Syrian President Bashar al-Assad pledged to pursue a relentless battle against "terrorist groups" he claims are behind pro-democracy protests as the death toll from his crackdown on dissent shot up.
World pressure mounted to end the crackdown that has claimed more than 2,000 lives since mid-March, with condemnations from Egypt, Iraq, Russia and the United States as the Turkish foreign minister handed Assad a stern message from Ankara.
"We will not waver in our pursuit of terrorist groups," Assad told visiting Turkish foreign minister Ahmet Davutoglu, according to state news agency SANA.
Davutoglu met with the Syrian leader in Damascus to warn that Ankara has "run out of patience" with the crackdown, as activists said 34 people were killed by security forces on Tuesday.
Pro-democracy protests escalated into an uprising on March 15 and, in the ensuing crackdown, turned to calls for the ouster of Assad. The President has consistently blamed "armed gangs" and "terrorist groups" for the unrest, but has also offered promises of reform.
In his remarks, Assad again promised wide-ranging reforms, SANA said without elaborating.
Upon returning home, Davutoglu said he had urged the Syrian leader to end the bloodshed and implement democratic reforms.
"We hope that some measures will be taken in the coming days to end the bloodshed and open the way to a process for political reform," he said.
As Assad held his ground, activists reported another 34 deaths, including 17 people killed and another 50 wounded, some of them seriously, by security forces in the eastern city of Deir Ezzor. An army assault there on Sunday killed 42 people.
"At least 15 people were killed in different parts of Deir Ezzor, which has been raided by tanks and vehicles mounted with machine guns," the Syrian Observatory for Human Rights said, quoting activists at the scene.
It spoke of corpses "littering" the streets and tanks deployed in a central square as gunfire echoed all around.
Five people, including a 13-year-old boy, were killed in Binnish in Idlib province bordering Turkey, six died in the protest hub of Hama, two in Homs, two in the Damascus area and one in Latakia, activists said.
A 35-year-old man "tortured" by authorities also died of his injuries, relatives said.
An activist in Hama said the city was calm after a military assault but suffering from "an acute shortage of food."

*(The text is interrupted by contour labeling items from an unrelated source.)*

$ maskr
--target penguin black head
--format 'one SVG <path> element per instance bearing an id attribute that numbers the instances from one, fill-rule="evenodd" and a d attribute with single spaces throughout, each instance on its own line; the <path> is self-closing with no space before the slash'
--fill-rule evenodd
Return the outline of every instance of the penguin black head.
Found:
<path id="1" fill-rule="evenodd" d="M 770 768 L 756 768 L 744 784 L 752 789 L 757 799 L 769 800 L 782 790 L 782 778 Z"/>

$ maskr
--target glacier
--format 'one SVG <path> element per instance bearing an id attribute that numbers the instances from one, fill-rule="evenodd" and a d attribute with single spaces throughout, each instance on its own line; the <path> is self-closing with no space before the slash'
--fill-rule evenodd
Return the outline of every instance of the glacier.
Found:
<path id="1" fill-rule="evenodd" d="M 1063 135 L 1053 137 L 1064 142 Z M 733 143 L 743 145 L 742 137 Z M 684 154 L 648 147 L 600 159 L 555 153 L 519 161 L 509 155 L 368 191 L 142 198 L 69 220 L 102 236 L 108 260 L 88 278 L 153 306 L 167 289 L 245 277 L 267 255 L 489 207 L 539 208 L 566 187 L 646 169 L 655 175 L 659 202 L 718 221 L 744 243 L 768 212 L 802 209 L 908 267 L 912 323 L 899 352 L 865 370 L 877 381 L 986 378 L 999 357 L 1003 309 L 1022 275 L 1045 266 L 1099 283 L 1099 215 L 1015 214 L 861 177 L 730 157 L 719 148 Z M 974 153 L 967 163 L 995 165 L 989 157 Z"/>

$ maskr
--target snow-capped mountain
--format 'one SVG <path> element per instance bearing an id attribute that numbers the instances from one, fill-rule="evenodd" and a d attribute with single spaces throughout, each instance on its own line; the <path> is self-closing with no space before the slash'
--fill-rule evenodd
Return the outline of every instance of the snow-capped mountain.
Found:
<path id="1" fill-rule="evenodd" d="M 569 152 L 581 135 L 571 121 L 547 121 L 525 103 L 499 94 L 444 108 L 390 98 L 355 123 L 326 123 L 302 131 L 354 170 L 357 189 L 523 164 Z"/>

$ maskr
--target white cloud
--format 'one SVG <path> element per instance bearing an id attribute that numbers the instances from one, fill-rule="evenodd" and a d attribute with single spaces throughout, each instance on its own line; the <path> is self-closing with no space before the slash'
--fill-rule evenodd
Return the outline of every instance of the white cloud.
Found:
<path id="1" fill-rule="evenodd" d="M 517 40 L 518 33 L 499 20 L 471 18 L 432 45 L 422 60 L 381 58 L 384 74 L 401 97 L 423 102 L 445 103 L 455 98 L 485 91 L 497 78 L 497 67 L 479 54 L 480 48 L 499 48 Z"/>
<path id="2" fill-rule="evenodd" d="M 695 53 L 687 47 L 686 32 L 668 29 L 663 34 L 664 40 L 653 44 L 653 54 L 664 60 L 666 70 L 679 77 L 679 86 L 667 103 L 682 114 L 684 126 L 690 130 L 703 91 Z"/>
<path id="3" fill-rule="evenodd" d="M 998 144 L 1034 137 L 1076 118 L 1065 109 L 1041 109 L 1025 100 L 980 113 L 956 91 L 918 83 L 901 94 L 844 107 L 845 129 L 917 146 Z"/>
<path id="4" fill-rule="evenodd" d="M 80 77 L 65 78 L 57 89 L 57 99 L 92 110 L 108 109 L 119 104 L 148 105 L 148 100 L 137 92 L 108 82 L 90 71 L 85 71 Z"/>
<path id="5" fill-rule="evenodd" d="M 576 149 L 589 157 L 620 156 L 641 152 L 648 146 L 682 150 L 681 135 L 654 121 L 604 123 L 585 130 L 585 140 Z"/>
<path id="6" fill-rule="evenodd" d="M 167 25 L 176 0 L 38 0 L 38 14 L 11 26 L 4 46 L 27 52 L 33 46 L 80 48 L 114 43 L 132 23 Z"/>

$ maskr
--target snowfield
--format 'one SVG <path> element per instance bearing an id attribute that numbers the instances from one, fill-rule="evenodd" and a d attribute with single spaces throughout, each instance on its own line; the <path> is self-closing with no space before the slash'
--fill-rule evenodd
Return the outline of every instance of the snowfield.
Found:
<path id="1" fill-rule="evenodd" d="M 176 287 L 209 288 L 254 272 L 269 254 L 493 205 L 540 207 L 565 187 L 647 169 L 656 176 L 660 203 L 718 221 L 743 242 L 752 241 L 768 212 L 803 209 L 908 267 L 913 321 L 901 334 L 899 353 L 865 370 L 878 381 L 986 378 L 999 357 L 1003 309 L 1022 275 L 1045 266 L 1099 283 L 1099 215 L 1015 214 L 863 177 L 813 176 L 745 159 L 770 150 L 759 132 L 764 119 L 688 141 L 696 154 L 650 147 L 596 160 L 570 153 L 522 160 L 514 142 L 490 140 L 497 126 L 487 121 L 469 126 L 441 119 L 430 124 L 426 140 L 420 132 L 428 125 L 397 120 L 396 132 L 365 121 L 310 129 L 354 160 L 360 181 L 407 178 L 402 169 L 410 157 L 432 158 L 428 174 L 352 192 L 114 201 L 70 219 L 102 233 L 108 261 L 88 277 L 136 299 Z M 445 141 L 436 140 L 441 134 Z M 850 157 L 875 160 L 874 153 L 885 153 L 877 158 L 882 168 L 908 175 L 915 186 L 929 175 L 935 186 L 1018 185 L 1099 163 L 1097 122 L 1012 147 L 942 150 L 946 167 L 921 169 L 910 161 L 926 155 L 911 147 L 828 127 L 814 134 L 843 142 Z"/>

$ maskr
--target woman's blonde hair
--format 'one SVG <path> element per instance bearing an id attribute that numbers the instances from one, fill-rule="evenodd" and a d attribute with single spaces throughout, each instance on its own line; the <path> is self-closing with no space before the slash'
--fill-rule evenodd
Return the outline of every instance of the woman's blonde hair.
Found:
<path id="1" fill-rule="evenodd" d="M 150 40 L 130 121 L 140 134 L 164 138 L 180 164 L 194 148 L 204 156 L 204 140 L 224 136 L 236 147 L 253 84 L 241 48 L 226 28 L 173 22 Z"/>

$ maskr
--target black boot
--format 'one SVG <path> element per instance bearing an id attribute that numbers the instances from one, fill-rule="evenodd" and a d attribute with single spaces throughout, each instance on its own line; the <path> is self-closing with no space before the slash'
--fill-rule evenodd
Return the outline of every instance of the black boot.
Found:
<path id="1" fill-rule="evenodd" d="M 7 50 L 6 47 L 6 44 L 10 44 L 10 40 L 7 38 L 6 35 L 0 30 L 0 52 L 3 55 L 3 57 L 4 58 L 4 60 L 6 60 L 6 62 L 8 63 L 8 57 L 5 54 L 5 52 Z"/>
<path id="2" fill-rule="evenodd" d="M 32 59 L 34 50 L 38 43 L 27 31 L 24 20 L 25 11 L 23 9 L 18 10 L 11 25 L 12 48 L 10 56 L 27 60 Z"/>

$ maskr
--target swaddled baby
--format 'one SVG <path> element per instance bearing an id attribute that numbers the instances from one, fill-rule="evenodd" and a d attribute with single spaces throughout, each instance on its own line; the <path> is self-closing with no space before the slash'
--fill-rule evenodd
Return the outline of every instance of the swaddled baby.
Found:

On the diplomatic front, Brazil, India and South Africa meanwhile hoped to help open a dialogue between Syrian authorities and protesters, a Brazilian foreign ministry spokesman told AFP.
"The Brazilian representative is already in Damascus, where he awaits his counterparts," and their meeting with Syrian Foreign Minister Walid Muallem "should take place on Wednesday," the official said.
Egyptian Foreign Minister Mohammed Amr became the latest Arab official to call for an "immediate end" to violence in Syria, warning the country was "heading to the point of no return." He was due to travel to Turkey on Wednesday for consultations.
Russian foreign minister Sergei Lavrov reaffirmed Moscow's call for an end to violence and the launch of deep-rooted political reforms in Syria, during a phone call with Syrian Foreign Minister Walid Muallem.
A Russian statement stressed the "priority of ending violence and continuing efforts to conduct comprehensive political, social and economic reforms in Syria without delay."
State department spokeswoman Victoria Nuland highlighted the toughening US and international stance, saying Assad seemed deaf to calls from around the world to end the bloodshed.
Last week, Russia backed a UN Security Council statement condemning the "use of force against civilians by the Syrian authorities" after refusing to back a tougher resolution.
On Monday, Kuwait and Bahrain withdrew their ambassadors from Damascus, following in the steps of regional heavyweight Saudi Arabia, and Washington said it was "encouraged and heartened" by the tougher Arab stand.
A chorus of Arab and Muslim condemnation of the bloodshed in Syria built up throughout the weekend and into Monday when Al-Azhar, the Cairo-based top Sunni authority, said the crackdown "has gone too far."